Amidst the ongoing debate over income disparity in America, the timely documentary REDEMPTION looks at this growing army of jobless New Yorkers, whose treasures are found in trash, when it debuts MONDAY, OCT. 14 (9:40-10:20 p.m. ET/PT), exclusively on HBO. The film was one three nominees for this year’s Documentary Short Subject Oscar debuting back-to-back Oct. 14 on HBO, along with “Mondays at Racine,” debuting at 9:00 p.m., and “Open Heart,” which debuts at 10:20 p.m. Other October presentations in the HBO Documentary Films fall series include “Valentine Road” (Oct. 7), “Life According to Sam” (Oct. 21) and “Seduced and Abandoned” (Oct. 28).
Before turning on the cameras, Emmy-winning filmmakers Jon Alpert and Matthew O’Neill spent months on the streets getting to know the canners and gaining their trust. Despite their nontraditional livelihood, many canners have worked beside each other on sidewalks for years, forming a unique sense of community.

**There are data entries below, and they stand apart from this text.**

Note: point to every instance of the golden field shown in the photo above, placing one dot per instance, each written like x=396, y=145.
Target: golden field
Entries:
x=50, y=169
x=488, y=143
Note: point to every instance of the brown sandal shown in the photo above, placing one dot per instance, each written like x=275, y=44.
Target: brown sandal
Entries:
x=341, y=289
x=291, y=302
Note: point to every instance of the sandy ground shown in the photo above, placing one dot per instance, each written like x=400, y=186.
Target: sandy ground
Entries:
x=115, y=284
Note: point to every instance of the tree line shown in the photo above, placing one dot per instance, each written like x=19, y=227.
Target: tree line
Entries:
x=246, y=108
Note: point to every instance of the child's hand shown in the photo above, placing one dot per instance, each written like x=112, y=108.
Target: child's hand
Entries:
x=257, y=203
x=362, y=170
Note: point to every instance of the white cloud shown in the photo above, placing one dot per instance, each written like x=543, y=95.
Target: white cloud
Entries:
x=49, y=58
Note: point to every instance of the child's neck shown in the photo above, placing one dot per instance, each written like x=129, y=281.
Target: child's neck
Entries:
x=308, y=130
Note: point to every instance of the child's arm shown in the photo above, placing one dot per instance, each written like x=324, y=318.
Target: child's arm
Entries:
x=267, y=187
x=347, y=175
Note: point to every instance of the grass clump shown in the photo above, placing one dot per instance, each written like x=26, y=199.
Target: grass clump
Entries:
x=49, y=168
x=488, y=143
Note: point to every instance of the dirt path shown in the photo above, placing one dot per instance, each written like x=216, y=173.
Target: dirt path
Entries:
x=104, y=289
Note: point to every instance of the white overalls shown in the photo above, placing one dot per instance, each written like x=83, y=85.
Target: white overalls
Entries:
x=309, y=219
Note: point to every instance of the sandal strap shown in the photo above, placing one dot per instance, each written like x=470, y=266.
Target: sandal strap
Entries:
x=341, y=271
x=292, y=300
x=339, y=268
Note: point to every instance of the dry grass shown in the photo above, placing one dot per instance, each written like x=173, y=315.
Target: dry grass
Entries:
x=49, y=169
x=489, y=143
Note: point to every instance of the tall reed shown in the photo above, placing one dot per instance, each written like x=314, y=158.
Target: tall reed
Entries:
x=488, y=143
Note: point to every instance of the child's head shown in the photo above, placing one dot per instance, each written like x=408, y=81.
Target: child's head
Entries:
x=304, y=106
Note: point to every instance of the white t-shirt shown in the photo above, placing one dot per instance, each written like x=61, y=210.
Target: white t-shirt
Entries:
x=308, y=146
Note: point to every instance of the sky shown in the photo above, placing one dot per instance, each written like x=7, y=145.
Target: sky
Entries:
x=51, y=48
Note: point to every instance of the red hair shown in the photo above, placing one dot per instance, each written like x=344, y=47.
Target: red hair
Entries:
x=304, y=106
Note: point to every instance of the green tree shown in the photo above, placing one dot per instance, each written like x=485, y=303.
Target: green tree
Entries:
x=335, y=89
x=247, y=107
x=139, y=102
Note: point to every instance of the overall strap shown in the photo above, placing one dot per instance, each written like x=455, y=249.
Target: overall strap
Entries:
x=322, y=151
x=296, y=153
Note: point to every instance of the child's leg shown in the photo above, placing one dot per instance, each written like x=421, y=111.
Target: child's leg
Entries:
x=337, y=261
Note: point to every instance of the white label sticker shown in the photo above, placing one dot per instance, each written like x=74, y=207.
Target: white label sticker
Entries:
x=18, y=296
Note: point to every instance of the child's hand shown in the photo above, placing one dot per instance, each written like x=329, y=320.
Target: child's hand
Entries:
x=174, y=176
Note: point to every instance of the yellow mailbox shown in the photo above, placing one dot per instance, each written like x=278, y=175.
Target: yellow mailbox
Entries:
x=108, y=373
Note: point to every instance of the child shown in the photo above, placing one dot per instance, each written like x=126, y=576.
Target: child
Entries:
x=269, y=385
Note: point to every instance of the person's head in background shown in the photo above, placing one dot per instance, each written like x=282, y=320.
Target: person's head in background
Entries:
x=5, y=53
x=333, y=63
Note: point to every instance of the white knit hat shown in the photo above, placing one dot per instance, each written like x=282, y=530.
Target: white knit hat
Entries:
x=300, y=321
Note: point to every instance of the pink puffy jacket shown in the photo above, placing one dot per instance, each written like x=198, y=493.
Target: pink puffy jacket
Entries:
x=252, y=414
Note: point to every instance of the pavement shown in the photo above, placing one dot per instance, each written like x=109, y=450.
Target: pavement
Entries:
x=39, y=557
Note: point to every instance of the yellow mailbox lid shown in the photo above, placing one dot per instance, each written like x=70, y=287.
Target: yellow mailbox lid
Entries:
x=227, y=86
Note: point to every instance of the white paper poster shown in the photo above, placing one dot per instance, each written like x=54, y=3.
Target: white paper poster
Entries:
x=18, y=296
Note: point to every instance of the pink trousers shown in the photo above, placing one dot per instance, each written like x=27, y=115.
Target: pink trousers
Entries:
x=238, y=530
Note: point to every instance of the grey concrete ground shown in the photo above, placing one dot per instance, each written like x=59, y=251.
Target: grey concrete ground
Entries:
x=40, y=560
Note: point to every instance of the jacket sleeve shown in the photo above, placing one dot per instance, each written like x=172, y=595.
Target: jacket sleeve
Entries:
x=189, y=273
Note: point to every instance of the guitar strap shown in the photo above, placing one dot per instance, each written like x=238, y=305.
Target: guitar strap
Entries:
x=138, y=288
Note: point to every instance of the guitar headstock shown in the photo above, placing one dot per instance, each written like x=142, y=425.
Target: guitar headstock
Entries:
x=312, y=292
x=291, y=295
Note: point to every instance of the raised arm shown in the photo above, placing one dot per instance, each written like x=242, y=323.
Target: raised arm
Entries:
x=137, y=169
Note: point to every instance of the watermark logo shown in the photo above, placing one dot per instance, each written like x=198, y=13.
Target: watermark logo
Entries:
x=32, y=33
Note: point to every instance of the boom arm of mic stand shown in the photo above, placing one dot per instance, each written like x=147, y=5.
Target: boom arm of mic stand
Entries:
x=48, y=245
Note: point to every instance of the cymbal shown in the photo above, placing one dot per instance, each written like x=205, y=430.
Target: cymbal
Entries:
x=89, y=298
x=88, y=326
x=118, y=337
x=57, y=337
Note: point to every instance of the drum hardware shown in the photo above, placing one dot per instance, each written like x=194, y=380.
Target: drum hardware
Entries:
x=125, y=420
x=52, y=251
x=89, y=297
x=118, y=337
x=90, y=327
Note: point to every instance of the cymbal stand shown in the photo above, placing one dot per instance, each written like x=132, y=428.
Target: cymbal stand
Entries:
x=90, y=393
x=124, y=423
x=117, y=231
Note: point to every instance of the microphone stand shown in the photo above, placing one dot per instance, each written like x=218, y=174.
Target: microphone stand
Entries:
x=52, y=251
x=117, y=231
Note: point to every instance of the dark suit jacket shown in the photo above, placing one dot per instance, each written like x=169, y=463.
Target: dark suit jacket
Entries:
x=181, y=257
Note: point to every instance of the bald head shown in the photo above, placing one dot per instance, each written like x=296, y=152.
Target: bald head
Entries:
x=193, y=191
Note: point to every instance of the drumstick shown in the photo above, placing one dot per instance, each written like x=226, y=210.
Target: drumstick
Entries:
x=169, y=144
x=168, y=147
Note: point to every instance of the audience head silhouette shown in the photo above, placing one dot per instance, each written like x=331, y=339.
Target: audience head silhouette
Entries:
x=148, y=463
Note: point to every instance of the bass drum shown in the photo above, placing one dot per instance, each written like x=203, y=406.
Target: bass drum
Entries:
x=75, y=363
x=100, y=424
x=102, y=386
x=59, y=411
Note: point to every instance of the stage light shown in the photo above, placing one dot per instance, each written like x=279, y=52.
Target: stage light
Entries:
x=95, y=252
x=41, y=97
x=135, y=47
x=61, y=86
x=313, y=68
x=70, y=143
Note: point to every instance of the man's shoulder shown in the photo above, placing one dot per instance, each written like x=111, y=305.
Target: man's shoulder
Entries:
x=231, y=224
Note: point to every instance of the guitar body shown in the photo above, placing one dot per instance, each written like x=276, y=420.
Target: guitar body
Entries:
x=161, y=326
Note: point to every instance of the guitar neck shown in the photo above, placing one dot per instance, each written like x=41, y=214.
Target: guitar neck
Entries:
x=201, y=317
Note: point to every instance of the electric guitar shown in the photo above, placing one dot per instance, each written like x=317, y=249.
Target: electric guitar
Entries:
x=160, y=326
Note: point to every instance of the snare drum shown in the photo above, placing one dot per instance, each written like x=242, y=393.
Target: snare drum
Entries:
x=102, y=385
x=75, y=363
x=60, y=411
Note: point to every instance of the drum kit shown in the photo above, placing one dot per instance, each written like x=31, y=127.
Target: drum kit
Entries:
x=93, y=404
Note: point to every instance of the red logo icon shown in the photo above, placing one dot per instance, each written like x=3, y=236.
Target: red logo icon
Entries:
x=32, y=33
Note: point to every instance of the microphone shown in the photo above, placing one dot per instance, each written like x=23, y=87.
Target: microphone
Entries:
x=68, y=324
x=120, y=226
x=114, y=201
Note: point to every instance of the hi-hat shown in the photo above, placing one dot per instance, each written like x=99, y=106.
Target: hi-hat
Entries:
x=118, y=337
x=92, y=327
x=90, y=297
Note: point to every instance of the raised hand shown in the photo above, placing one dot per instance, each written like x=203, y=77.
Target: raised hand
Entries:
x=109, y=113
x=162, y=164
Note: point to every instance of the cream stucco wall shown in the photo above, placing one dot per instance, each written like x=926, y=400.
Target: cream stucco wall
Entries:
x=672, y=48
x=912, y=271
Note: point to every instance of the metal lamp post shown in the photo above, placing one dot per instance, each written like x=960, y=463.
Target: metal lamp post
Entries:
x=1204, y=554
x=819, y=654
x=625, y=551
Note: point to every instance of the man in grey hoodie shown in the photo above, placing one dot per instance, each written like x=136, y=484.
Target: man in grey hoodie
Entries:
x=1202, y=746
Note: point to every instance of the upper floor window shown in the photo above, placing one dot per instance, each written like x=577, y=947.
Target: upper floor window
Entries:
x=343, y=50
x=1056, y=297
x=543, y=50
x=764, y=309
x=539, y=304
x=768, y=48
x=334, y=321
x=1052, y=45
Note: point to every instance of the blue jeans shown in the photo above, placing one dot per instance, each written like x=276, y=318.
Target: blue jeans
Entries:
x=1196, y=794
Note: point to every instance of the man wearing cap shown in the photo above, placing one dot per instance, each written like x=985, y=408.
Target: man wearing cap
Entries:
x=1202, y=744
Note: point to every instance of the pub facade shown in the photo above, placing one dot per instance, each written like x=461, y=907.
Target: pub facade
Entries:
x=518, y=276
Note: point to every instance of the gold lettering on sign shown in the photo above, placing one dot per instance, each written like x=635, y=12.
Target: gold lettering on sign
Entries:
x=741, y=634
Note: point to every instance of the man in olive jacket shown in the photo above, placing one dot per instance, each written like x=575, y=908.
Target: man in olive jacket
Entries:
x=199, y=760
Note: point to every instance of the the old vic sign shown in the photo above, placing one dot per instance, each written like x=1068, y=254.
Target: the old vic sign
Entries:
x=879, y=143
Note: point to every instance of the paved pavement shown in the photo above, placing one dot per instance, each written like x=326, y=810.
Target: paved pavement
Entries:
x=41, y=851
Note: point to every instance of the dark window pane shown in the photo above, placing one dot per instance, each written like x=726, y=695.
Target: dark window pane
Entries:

Walter, a 60-year-old Vietnam veteran, has been a canner for a decade, watching the number of canners soar as odd jobs that once supported the poor have disappeared. Like many unemployed canners, he equates the odds of getting hired for a conventional job with “hitting the lotto.” Joe, another canner, says that everyone seems to be down on their luck right now, while Susan, a former computer-sales executive who turned to canning when she couldn’t get by on Social Security, notes that the young people in the city hold the good jobs. “What are we supposed to do?” asks Nuve, a devoted mother intent on giving her children a brighter future.
The days are exhausting and the nights are dangerous for canners, especially those like Walter, who sleep in public places such as park benches or even the redemption centers. Lilly, a Chinese canner who speaks limited English, feels fortunate to have a home, but shares her tiny one-bedroom apartment with six others and frequently works through the night. The reality of life as a canner is so harsh that one ex-con considers arrests to be “rescues,” because incarceration means three meals a day, a bath and a job in a kitchen.
Says Susan, “I guess it’s survival of the fittest,” a sentiment echoed in the words and actions of the men and women who struggle to get by on the tiny sums the redemption centers offer them. Many have canned for years and have no reason to remain hopeful, yet they are, rising each day to sift through the waste of the city and survive another day.
“In the best of times for some, there is a growing army of New Yorkers who survive scouring the sidewalks and sifting through our city’s trash,” note Alpert and O’Neill. “As politicians debate whether life in New York is a tale of two cities, REDEMPTION shows the Dickensian conditions at the growing bottom of our city’s economy.”
Jon Alpert and Matthew O’Neill’s previous HBO projects include 2012’s “In Tahrir Square: 18 Days of Egypt’s Unfinished Revolution”; the Emmy-winning “Baghdad ER” (2006); the Emmy-nominated “Alive Day Memories: Home from Iraq” (2007) and “Section 60: Arlington National Cemetery” (2008); the Academy Award-nominated “China’s Unnatural Disaster: The Tears of Sichuan Province” (2009); and the Robert F. Kennedy Journalism Award winner “Wartorn: 1861-2010” (2010).
REDEMPTION was directed and produced by Jon Alpert and Matthew O’Neill; edited by David Meneses; original music by Jonathan Zalben; cinematography and audio by Jon Alpert and Matthew O’Neill. For HBO: supervising producer, Jacqueline Glover; executive producer, Sheila Nevins.